VAREL - „Hier kommt nur schleppend Weihnachtsstimmung auf“, sagt Nicole Kramer. Die gebürtige Varelerin arbeitet als Rangerin in der Nähe von Melbourne und kann sich nur schwer daran gewöhnen, bei 30 Grad Weihnachten zu feiern. Auch sonst ist in Australien alles anders: Die meisten Tannenbäume sind aus Plastik, Santa Claus sitzt auf den Adventskalendern im Gras und nicht im Schnee. „Da hilft es auch nicht, wenn Städte und Häuser zu Hunderten von außen sowie innen mit kitschigen Lichtern und Weihnachtsdeko geschmückt sind“, bedauert sie. „Je bunter, desto besser“ lautet das Motto der australischen Weihnachtsdeko und dafür gibt es auch noch Preise zu gewinnen.

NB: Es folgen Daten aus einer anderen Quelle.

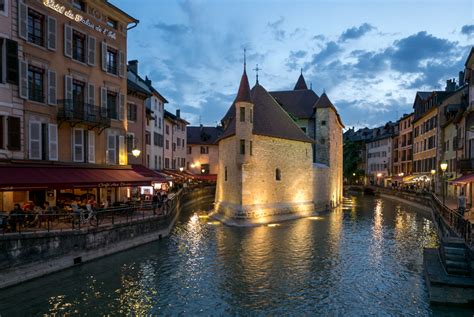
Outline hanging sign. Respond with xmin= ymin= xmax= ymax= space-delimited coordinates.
xmin=43 ymin=0 xmax=117 ymax=40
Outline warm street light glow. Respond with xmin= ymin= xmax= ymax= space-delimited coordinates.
xmin=132 ymin=149 xmax=142 ymax=157
xmin=439 ymin=162 xmax=448 ymax=173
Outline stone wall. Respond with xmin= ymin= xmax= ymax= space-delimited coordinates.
xmin=0 ymin=187 xmax=215 ymax=288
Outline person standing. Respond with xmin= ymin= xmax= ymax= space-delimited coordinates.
xmin=458 ymin=190 xmax=466 ymax=216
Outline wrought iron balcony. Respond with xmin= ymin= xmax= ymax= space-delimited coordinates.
xmin=458 ymin=159 xmax=474 ymax=173
xmin=58 ymin=99 xmax=110 ymax=131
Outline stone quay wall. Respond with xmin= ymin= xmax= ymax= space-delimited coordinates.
xmin=0 ymin=187 xmax=215 ymax=288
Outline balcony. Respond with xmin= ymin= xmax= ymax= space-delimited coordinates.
xmin=58 ymin=99 xmax=110 ymax=133
xmin=458 ymin=159 xmax=474 ymax=173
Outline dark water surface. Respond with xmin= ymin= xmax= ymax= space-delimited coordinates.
xmin=0 ymin=196 xmax=469 ymax=316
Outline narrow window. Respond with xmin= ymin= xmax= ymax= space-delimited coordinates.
xmin=240 ymin=107 xmax=245 ymax=122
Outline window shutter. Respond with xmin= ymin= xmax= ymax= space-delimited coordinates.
xmin=72 ymin=129 xmax=84 ymax=162
xmin=7 ymin=117 xmax=21 ymax=151
xmin=48 ymin=123 xmax=58 ymax=161
xmin=48 ymin=70 xmax=57 ymax=106
xmin=106 ymin=134 xmax=116 ymax=164
xmin=29 ymin=121 xmax=42 ymax=160
xmin=87 ymin=131 xmax=95 ymax=163
xmin=48 ymin=17 xmax=57 ymax=51
xmin=119 ymin=94 xmax=125 ymax=120
xmin=87 ymin=83 xmax=95 ymax=105
xmin=20 ymin=60 xmax=28 ymax=99
xmin=18 ymin=0 xmax=28 ymax=40
xmin=101 ymin=42 xmax=107 ymax=72
xmin=119 ymin=51 xmax=125 ymax=77
xmin=5 ymin=39 xmax=18 ymax=85
xmin=64 ymin=24 xmax=72 ymax=58
xmin=119 ymin=135 xmax=127 ymax=165
xmin=100 ymin=87 xmax=107 ymax=118
xmin=64 ymin=75 xmax=73 ymax=110
xmin=87 ymin=36 xmax=96 ymax=66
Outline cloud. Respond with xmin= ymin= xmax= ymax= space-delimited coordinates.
xmin=267 ymin=16 xmax=286 ymax=42
xmin=339 ymin=23 xmax=375 ymax=42
xmin=461 ymin=24 xmax=474 ymax=36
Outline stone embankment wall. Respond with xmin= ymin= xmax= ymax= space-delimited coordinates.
xmin=0 ymin=187 xmax=215 ymax=288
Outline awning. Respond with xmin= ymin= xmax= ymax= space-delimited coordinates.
xmin=0 ymin=164 xmax=152 ymax=191
xmin=450 ymin=173 xmax=474 ymax=185
xmin=132 ymin=165 xmax=173 ymax=183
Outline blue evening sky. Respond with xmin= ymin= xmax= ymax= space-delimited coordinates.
xmin=112 ymin=0 xmax=474 ymax=127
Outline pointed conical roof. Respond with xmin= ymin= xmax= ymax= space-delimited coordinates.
xmin=293 ymin=74 xmax=308 ymax=90
xmin=235 ymin=67 xmax=252 ymax=102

Nicole Kramer wird Weihnachten in Australien ganz anders feiern als in ihrer Heimat Varel. „Am Weihnachtsmorgen werde ich mit Freunden den bekannten ,Warburton trail’ abstrampeln“, berichtet sie, einen beliebten Radweg in der Nähe von Melbourne, der 38 Kilometer dem Yarra River entlang folgt, vorbei an Weinanbaugebieten, Bergen, Schafen und Kühen, Feldern und Wiesen.
Heimatgefühle
Da kommen Heimatgefühle auf: „Irgendwie erinnert mich der Weg wegen der vielen Schafe an den Fahrradweg am Dangaster Deich.“ Unterwegs wird zwischen Fliegen und Moskitos Picknick abgehalten mit Wein und Häppchen. Am Weihnachtsabend geht es zum Schlemmen ins Restaurant mit Freunden, deren Familien auch weiter weg wohnen. „In Australien ist der 25. Dezember der Hauptweihnachtstag“, berichtet Nicole Kramer, „da versammeln sich Familienmitglieder zum Barbecue und zur Bescherung“. Da Nicole Kramers Familie in Deutschland lebt, verbringt sie den Tag mit ihren Freunden und deren Familien. Sie wissen die Varelerin als Gast zu schätzen: Weihnachtslieder, Wichteln und Kekse backen stehen bei den Australiern hoch im Kurs. Geschenke stehen nicht im Mittelpunkt des Weihnachtsgeschehens: „In meinem Freundeskreis beschenken sich viele gar nicht mehr oder spenden Geld an eine Hilfsorganisation. Das wird immer mehr zum Trend.“
Zeit zum Entspannen
Am 26. Dezember startet sie mit dem Campingbus zum Wandern in einen Nationalpark, wo jetzt in den Sommerferien in Australien Hochbetrieb herrscht. „Ich werde mein Zelt mitnehmen und abgelegen von Menschenmassen in Flussnähe mein Camp aufschlagen, um zu angeln, zu entspannen und um die nachtaktiven Tiere wie Possums und Eulen zu beobachten. Der Weihnachtszirkus läuft für mich nur nebenbei und ich freue mich darauf, entspannen zu können.“ Dabei denkt sie auch an ihre Familie und Freunde in Varel.
Weltreise geplant
Nicole Kramer hat schon wieder das Fernweh gepackt: „Ab Mitte nächsten Jahres bin ich weg aus Australien“, kündigt sie an, „ich habe vor, der westlichen Kultur eine Zeit lang den Rücken zu kehren und drei bis fünf Jahre um die Welt zu reisen, um bei verschiedenen Stämmen in Entwicklungsländern Volontärarbeit zu leisten“. Zunächst soll es nach Vanuatu im Südpazifik gehen. Dort hat sie im Urlaub in einem Dorf mit Einheimischen gewohnt. „Ich habe noch nie so viele liebe Menschen auf einem Haufen getroffen wie die Ni-vans, die Einheimischen in Vanuatu. Jetzt verstehe ich, warum das Land fünfmal zur glücklichsten Nation der Welt gewählt worden ist“.